(courtesy NORML Foundation, http://www.norml.org)
Washington, DC: Drug Enforcement Administration (DEA) officials recently gave final approval for three state-sponsored patient trials on the therapeutic potential of smoked marijuana. The decision reverses a nearly two decade federal de facto prohibition on medical marijuana research.
All three patient trials will take place at the University of California's Center for Medicinal Cannabis Research (CMCR), headquartered at the Universities of California at San Diego (UCSD) and San Francisco (UCSF).
One study will examine the safety and efficacy of smoked marijuana versus placebo for the alleviation of peripheral nerve pain associated with HIV infection. Another will examine the efficacy of inhaled marijuana versus placebo for the treatment of muscle spasticity in Multiple Sclerosis patients.
A sub-study of the latter cohort will also examine the impact of marijuana on psychomotor skills using driving simulator assessments. Each study will use federally supplied marijuana from the National Institute on Drug Abuse (NIDA).

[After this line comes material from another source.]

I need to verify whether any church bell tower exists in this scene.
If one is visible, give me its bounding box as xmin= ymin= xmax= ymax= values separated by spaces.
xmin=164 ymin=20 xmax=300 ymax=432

Patient recruitment for the trials is expected to begin early next year. Patients interested in participating in the studies should visit the CMCR website at http://www.cmcr.ucsd.edu/partinfo/ for more information.
The CMCR, established in August 2000 and funded by the state of California, supports and coordinates research assessing the use of cannabis as a medicine.
Last February, the Center's independent Scientific Review Board approved four medi-pot clinical trials. After more than nine months of review, federal regulatory agencies and the DEA have finally signed off on three of the trials.
The fourth -- a proposed inpatient study on the effectiveness of smoked marijuana on HIV-related neuropathy by noted UCSF AIDS researcher Dr. Donald Abrams -- still awaits final approval from the DEA, though a CMCR spokeswoman said that they expect authorization for that study within a matter of weeks.
Abrams has been attempting to gain federal permission to conduct such a study for more than five years. A previous study by Abrams found that smoked marijuana does not disrupt the effectiveness of anti-retroviral drugs in HIV patients. Subjects who smoked marijuana in the study were also found to have gained significantly more weight on average than those receiving placebo, and had slightly lower viral levels.
Presently, seven additional FDA and NIDA-approved medical marijuana studies -- including three on cannabis and analgesia -- are also awaiting approval from the DEA. It remains uncertain if and when the DEA will approve the research, without which none of the clinical trials may move forward. Of the recently approved protocols, all three received FDA and NIDA authorization to proceed several months before the DEA finally endorsed them.